5. WARRANTY. Seller warrants that the Product sold shall conform to its specifications provided to Buyer, or which are available on the Product price list found on Seller’s website. THERE IS NO WARRANTY THAT GOODS SUPPLIED HEREUNDER SHALL BE FIT FOR ANY PARTICULAR PURPOSE NOR IS THERE ANY WARRANTY OF MERCHANTABILITY, TITLE, QUALITY, OR ANY OTHER WARRANTY, EXPRESS OR IMPLIED, EXCEPT AS EXPRESSLY PROVIDED HEREIN. Seller is committed to delivering quality teas and is dedicated to meeting applicable quality assurance and quality control standards.  Seller performs various tests on its products to ensure compliance with maximum residue limits (“MRL’s”) specified for sale in the United States and to the extent limits are not articulated for certain residues, the products comply with articulated European standards.  Nonetheless, it is Buyer’s sole responsibility to ascertain applicable MRL’s and to ensure product compliance with the relevant regulatory agencies in Buyer’s market of interest.  Seller shall not be liable for any loss or damages, including, but not limited to, direct or consequential damages, loss of profit, loss of business, loss of revenue, demands, claims, actions, proceedings, damages, payments, expenses, or other liabilities occasioned to or suffered by any person acting or refraining to act as a result of the information relating to MRL’s contained herein, or otherwise caused by or arising, in whole or in part, in any way from Buyer’s use of this information.

 

6. REMEDIES. Seller’s liability and Buyer’s exclusive remedy for any cause of action arising by reason of this transaction, whether based in tort, strict liability or contract/breach of warranty is limited to the value of the Product shipped or replacement of Product not conforming to specifications.

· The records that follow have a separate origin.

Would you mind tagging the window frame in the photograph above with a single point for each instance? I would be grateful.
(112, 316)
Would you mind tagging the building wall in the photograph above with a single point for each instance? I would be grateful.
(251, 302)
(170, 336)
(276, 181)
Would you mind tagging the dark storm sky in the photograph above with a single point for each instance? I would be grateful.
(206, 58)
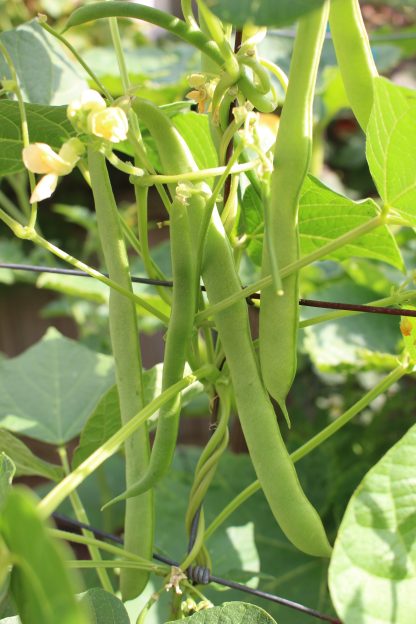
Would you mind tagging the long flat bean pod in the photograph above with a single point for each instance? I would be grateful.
(179, 332)
(292, 510)
(279, 313)
(138, 528)
(354, 56)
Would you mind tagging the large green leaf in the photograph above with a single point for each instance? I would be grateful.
(27, 464)
(49, 391)
(46, 75)
(232, 613)
(103, 607)
(106, 420)
(372, 574)
(41, 585)
(391, 146)
(47, 124)
(324, 216)
(265, 13)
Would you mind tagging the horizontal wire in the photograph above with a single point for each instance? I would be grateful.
(312, 303)
(211, 578)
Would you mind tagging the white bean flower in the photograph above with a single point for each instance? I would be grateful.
(41, 158)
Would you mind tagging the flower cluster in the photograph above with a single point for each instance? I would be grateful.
(89, 115)
(41, 158)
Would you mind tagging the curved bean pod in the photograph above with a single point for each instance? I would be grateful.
(355, 60)
(125, 343)
(174, 25)
(279, 313)
(289, 505)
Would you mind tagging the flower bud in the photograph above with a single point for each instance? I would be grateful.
(110, 124)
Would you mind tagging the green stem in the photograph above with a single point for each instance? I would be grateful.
(312, 444)
(80, 60)
(24, 126)
(55, 497)
(192, 176)
(128, 367)
(99, 10)
(101, 545)
(81, 516)
(293, 267)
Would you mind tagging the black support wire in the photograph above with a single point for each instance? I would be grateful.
(312, 303)
(201, 575)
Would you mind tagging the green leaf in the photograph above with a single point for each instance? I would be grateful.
(372, 575)
(265, 13)
(324, 216)
(47, 124)
(7, 472)
(40, 584)
(391, 146)
(194, 129)
(49, 391)
(27, 464)
(103, 607)
(46, 75)
(230, 613)
(105, 419)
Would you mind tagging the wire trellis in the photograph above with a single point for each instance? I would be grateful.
(203, 576)
(312, 303)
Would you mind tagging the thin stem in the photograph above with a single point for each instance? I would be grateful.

SELLER SHALL NOT BE LIABLE FOR ANY SPECIAL, INCIDENTAL, DIRECT OR CONSEQUENTIAL DAMAGES, OR EQUIVALENT THEREOF NO MATTER HOW CLAIMED, COMPUTED OR CHARACTERIZED. 

 

7. ACCEPTANCE. If these Terms and Conditions are construed to be part of an offer, then such offer expressly limits acceptance to the terms of the offer and notice of objection to any different or additional terms in any response to the offer is hereby given. If these Terms and Conditions are construed to be part of an acceptance to the terms of an offer, this acceptance is expressly conditioned upon Buyer’s assent to any different or additional terms contained herein.  Buyer’s acceptance of the Product shall constitute its assent to these Terms and Conditions.

 

8. MODIFICATION. This document contains the entire agreement of the parties with respect to the identified subject matter, and all proposals, negotiations and representations, if any, made prior to and concerning this subject matter are merged herein. Any subsequent modifications to this contract shall be at the discretion of Seller, must be in writing stating an intention to modify the agreement and signed by an authorized representative of Seller.

 

9. GOVERNING LAW. This contract will be governed by the law and Uniform Commercial Code in effect in Georgia, without regard to its choice of law provisions, and except as modified by these terms and conditions.  The application of the United Nations Convention on Contracts for the International Sale of Goods (“CISG”) is hereby expressly disclaimed.  

 

10. DISPUTES. In the event of any controversy or claim arising out of or relating to this transaction, the parties hereto agree first to try and settle the dispute by mediation, administered by the International Centre for Dispute Resolution (“ICDR”) under its Mediation Rules.  If settlement is not reached within sixty (60) days after service of a written demand for mediation, any unresolved controversy or claim arising out of or relating to this transaction shall be settled exclusively by arbitration in accordance with the International Arbitration Rules of the ICDR. The place of any mediation or arbitration shall be in the State of Georgia.  The arbitration shall be conduct by one arbitrator, who shall be selected by mutual agreement of the parties.  In the event that the parties are unable to agree on an arbitrator, the arbitrator shall be selected in accordance with ICDR procedure.  The language to be used in the arbitration proceedings shall be English.  IBA Rules on Taking of Evidence in International Commercial Arbitration shall apply to the arbitration proceedings.  Judgment on the award rendered by the arbitrator may be entered in any court of competent jurisdiction.  The costs of the mediation and arbitration, including filing fees and the mediator’s and arbitrator’s expenses, if any, shall be borne equally between by the parties.  Each party shall bear any additional expenses as such party may incur, including attorney’s fees, but the arbitrator may award attorney’s fees, costs and expenses to the prevailing party.  The arbitration shall be final and enforceable as to both parties.

 

11. COPYRIGHTS. All content included in this catalog, including, but not limited to, text, graphics, HTML code, logos, icons, photos, images, designs, titles, company and product name, and trademarks (whether registered or unregistered) are the property of FLORAPHARM® Tea-USA LP or its content suppliers and protected by applicable trademark and copyright laws.  Any use, re-use, copying, distribution, transmission, modification or re-posting of any such content is prohibited unless permission is granted by FLORAPHARM® Tea-USA LP or the content supplier. 

 

12. PICTURES AND GOODS. Product images are for illustrative purposes only and may differ from the actual product.